Codec-Robust Attacks on Audio LLMs

Prior attacks on Audio Large Language Models (Audio LLMs) demonstrated that carefully crafted waveform-domain perturbations can force targeted adversarial outputs. As a defense mechanism against these attacks, real-world codec compression preprocessing has been studied to both detect and remove the perturbations. Yet no existing attack has demonstrated robustness against these compressions. We introduce CodecAttack, which optimizes a perturbation in a neural audio codec's continuous latent space rather than directly perturbing the audio waveform. We show that the codec's compression channel, which discards waveform perturbations, transmits perturbations crafted in its own latent space. To further harden the attack across real-world compression channels, we apply multi-bitrate straight-through Expectation-over-Transformation (EoT), all without modifying the target model. Across three realistic Audio LLM deployment scenarios and three target models, CodecAttack achieves an average 85.5% target-substring attack success rate (ASR) on Opus at moderate bitrates, while the waveform baseline trained with identical EoT hardening does not exceed 26% at any bitrate. The attack transfers to held-out codecs, reaching up to 100% ASR on MP3 and 84% on AAC-LC without retraining. A per-band energy analysis shows that the latent perturbation concentrates below 4kHz, exactly where codecs allocate the most bits, while the waveform baseline spreads into higher frequencies that codecs discard. These results demonstrate that lossy compression is not a reliable defense against adversarial audio and that codec-aware attacks pose a practical threat to deployed Audio LLM systems.

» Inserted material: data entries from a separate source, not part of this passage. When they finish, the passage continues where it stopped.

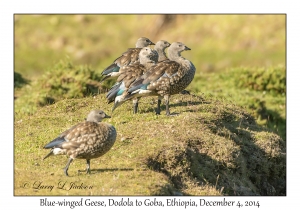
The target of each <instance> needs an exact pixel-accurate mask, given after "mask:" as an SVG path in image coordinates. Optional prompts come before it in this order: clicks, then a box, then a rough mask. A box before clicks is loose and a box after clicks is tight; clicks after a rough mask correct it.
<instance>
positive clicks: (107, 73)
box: [101, 37, 154, 81]
mask: <svg viewBox="0 0 300 210" xmlns="http://www.w3.org/2000/svg"><path fill="white" fill-rule="evenodd" d="M149 45H154V43H153V42H151V41H150V39H148V38H146V37H141V38H139V39H138V40H137V42H136V44H135V48H129V49H128V50H127V51H126V52H124V53H123V54H122V55H121V56H120V57H118V58H117V59H116V60H115V61H114V62H113V63H112V64H111V65H110V66H108V67H107V68H105V69H104V70H103V72H102V73H101V75H102V76H103V78H102V80H101V81H104V80H105V79H107V78H109V77H118V76H119V75H120V74H119V69H120V68H121V67H122V66H127V65H129V64H133V63H135V62H138V59H139V53H140V51H141V49H142V48H143V47H148V46H149Z"/></svg>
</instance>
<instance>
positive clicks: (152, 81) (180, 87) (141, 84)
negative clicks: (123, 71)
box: [124, 42, 196, 116]
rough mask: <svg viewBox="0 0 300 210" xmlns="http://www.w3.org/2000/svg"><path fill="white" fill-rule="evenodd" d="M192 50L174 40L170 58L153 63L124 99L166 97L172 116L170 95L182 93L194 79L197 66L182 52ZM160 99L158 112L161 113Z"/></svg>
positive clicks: (166, 110) (168, 48)
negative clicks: (155, 96)
mask: <svg viewBox="0 0 300 210" xmlns="http://www.w3.org/2000/svg"><path fill="white" fill-rule="evenodd" d="M186 50H191V49H190V48H189V47H187V46H186V45H185V44H183V43H181V42H173V43H172V44H171V46H170V47H169V48H168V57H169V60H164V61H161V62H158V63H157V64H155V65H153V66H152V67H151V68H150V69H149V70H148V71H147V72H146V73H145V74H143V75H142V76H140V78H138V79H136V81H135V82H134V83H133V84H132V85H131V87H130V88H129V89H128V91H127V95H126V96H125V97H124V101H127V100H129V99H131V98H133V97H135V98H137V97H147V96H159V97H160V98H164V99H165V104H166V115H168V116H171V115H173V114H170V109H169V100H170V96H171V95H174V94H178V93H180V92H181V91H182V90H184V89H185V88H186V87H187V86H188V85H189V84H190V83H191V82H192V80H193V78H194V75H195V72H196V68H195V66H194V64H193V63H192V62H191V61H189V60H188V59H186V58H184V57H182V56H181V52H183V51H186ZM160 111H161V110H160V101H158V104H157V110H156V114H160Z"/></svg>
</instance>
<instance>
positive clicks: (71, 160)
mask: <svg viewBox="0 0 300 210" xmlns="http://www.w3.org/2000/svg"><path fill="white" fill-rule="evenodd" d="M72 161H73V158H69V160H68V162H67V165H66V167H65V169H64V172H65V175H66V176H69V174H68V170H69V166H70V164H71V163H72Z"/></svg>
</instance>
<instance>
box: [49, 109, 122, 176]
mask: <svg viewBox="0 0 300 210" xmlns="http://www.w3.org/2000/svg"><path fill="white" fill-rule="evenodd" d="M104 118H110V116H108V115H106V114H105V113H104V112H103V111H102V110H93V111H91V112H90V113H89V115H88V116H87V120H86V121H85V122H81V123H78V124H77V125H75V126H73V127H71V128H70V129H68V130H66V131H64V132H63V133H61V134H60V135H59V137H57V138H56V139H54V140H53V141H51V142H49V143H48V144H47V145H46V146H44V148H45V149H51V151H50V153H49V154H48V155H46V156H45V157H44V159H46V158H47V157H49V156H51V155H67V156H68V157H69V161H68V163H67V165H66V167H65V170H64V172H65V174H66V176H68V169H69V166H70V164H71V162H72V161H73V159H75V158H78V159H86V162H87V173H90V160H91V159H94V158H98V157H100V156H102V155H104V154H105V153H106V152H108V151H109V150H110V148H111V147H112V146H113V145H114V143H115V141H116V136H117V132H116V129H115V128H114V126H112V125H110V124H107V123H102V122H101V121H102V119H104Z"/></svg>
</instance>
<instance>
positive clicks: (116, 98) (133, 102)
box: [106, 47, 158, 114]
mask: <svg viewBox="0 0 300 210" xmlns="http://www.w3.org/2000/svg"><path fill="white" fill-rule="evenodd" d="M157 60H158V53H157V52H156V51H155V50H153V49H151V48H150V47H144V48H143V49H142V50H141V51H140V53H139V61H140V62H139V63H134V64H131V65H128V66H123V67H122V68H120V71H119V72H120V76H119V77H118V79H117V83H116V84H115V85H114V86H113V87H112V88H111V89H110V91H109V92H108V93H107V95H106V98H107V100H108V103H111V102H113V101H114V106H113V108H112V111H114V110H115V109H116V108H117V107H118V106H120V105H121V104H123V99H124V96H125V94H126V91H127V89H128V88H129V87H130V85H131V84H132V83H133V82H134V81H135V80H136V79H137V78H139V77H140V76H141V75H143V74H144V73H145V72H146V71H147V70H148V69H149V68H150V67H151V66H153V65H154V64H155V63H157ZM132 101H133V113H134V114H135V113H137V110H138V101H139V98H133V100H132Z"/></svg>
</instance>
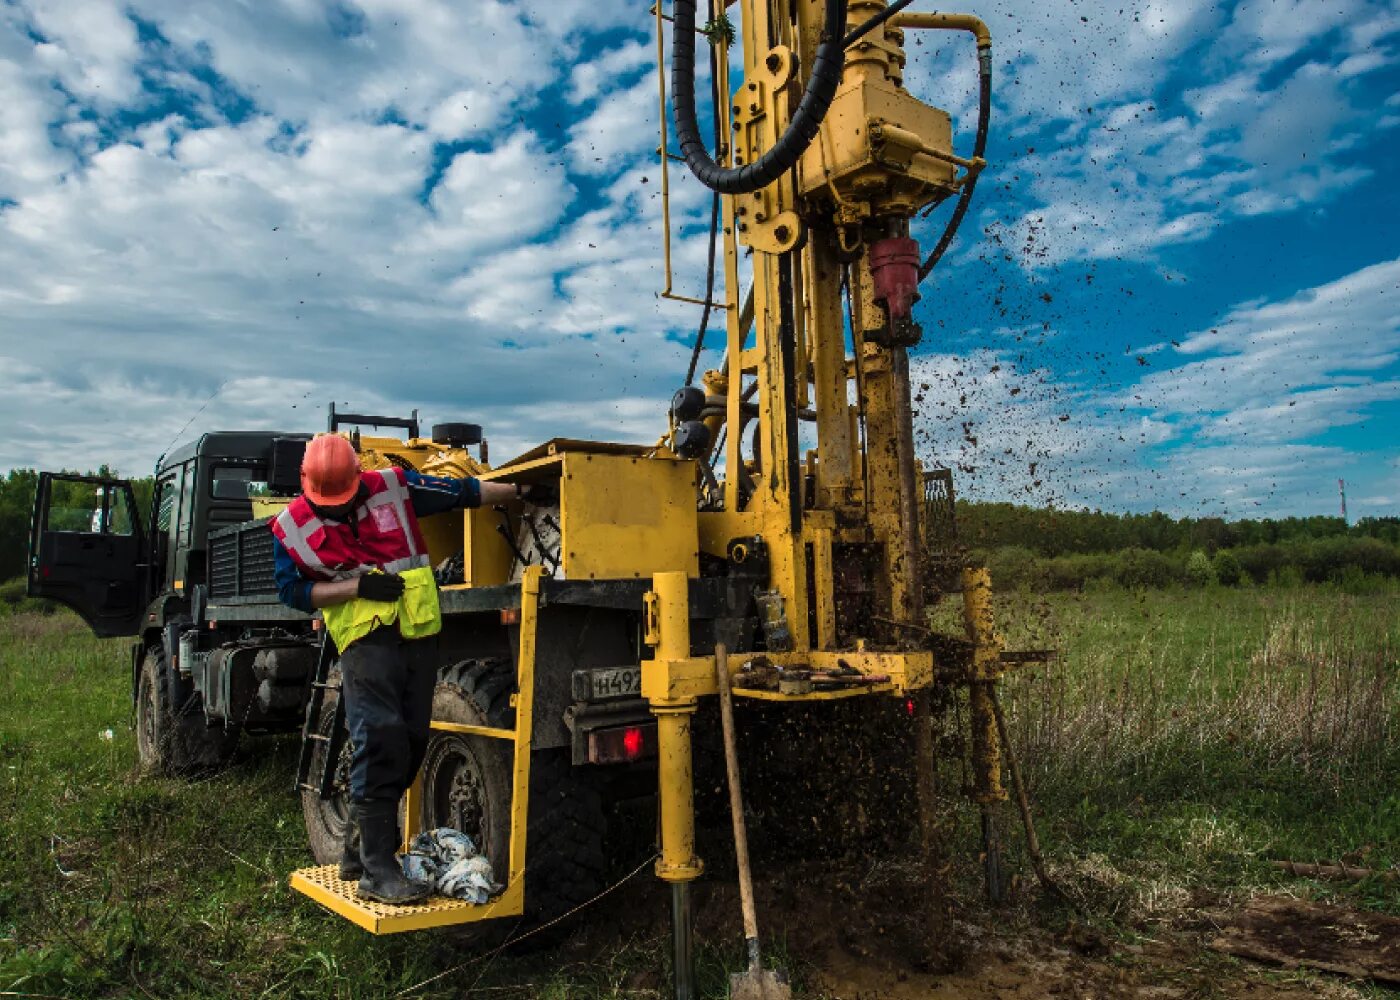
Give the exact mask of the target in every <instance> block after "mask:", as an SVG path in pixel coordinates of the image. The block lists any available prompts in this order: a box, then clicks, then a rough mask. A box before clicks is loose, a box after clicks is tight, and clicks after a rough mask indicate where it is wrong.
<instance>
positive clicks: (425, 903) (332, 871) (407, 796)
mask: <svg viewBox="0 0 1400 1000" xmlns="http://www.w3.org/2000/svg"><path fill="white" fill-rule="evenodd" d="M543 574H545V570H543V567H540V566H531V567H528V569H526V570H525V576H524V578H522V580H521V634H519V658H518V661H517V672H515V678H517V681H515V682H517V690H518V693H517V695H515V727H514V728H510V730H503V728H494V727H489V725H465V724H462V723H448V721H440V720H434V721H433V728H434V730H438V731H442V732H462V734H466V735H473V737H483V738H489V739H510V741H511V742H512V744H514V762H512V769H511V840H510V861H508V873H507V878H505V889H504V891H503V892H501V895H498V896H497V898H496V899H493V901H491V902H489V903H484V905H480V906H477V905H473V903H468V902H465V901H461V899H445V898H442V896H434V898H431V899H428V901H427V902H424V903H421V905H416V906H385V905H382V903H374V902H370V901H365V899H358V898H357V896H356V894H354V889H356V884H354V882H344V881H342V880H340V878H339V877H337V874H336V866H333V864H332V866H319V867H315V868H302V870H300V871H294V873H291V888H294V889H295V891H297V892H301V894H304V895H307V896H309V898H311V899H315V901H316V902H318V903H321V905H322V906H325V908H326V909H329V910H332V912H333V913H339V915H340V916H343V917H346V919H347V920H350V922H353V923H356V924H358V926H361V927H364V929H365V930H368V931H370V933H372V934H396V933H400V931H407V930H424V929H428V927H449V926H455V924H463V923H477V922H480V920H491V919H494V917H507V916H519V915H521V913H524V912H525V843H526V826H528V822H526V821H528V818H529V765H531V735H532V732H533V721H535V650H536V643H538V634H539V588H540V580H542V578H543ZM421 796H423V787H421V780H419V782H414V784H413V787H412V789H409V790H407V793H406V794H405V814H406V822H405V842H407V840H412V839H413V836H414V835H417V833H419V831H420V819H419V817H420V815H421V810H420V804H421Z"/></svg>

翻译：先前针对音频大语言模型的攻击表明，精心设计的波形域扰动可迫使模型产生特定对抗输出。作为防御机制，实际编解码压缩预处理已被研究用于检测并移除此类扰动。然而现有攻击均未能展现出对这些压缩操作的鲁棒性。我们提出CodecAttack方法，该方法在神经音频编解码器的连续潜空间中优化扰动，而非直接扰动音频波形。研究表明：编解码器压缩通道虽然能够滤除波形扰动，但会完整传递在其自身潜空间中设计的扰动。为强化攻击对实际压缩通道的适应性，我们采用多码率直通期望变换技术，且全程无需修改目标模型。在三种真实音频大语言模型部署场景及三个目标模型上，CodecAttack在Opus编码器以中等码率运行时取得平均85.5%的目标子串攻击成功率，而采用相同EoT强化的波形基线方法在任何码率下均未超过26%。该攻击可迁移至未参与训练的编解码器，对MP3达到100%攻击成功率，对AAC-LC达到84%且无需重新训练。频带能量分析显示，潜空间扰动集中分布在4kHz以下——这正是编解码器分配最多比特率的频段，而波形基线扰动则扩散至编解码器会丢弃的高频区域。这些结果表明：有损压缩并非对抗音频的可靠防御手段，而编解码感知攻击对部署中的音频大语言模型系统构成实际威胁。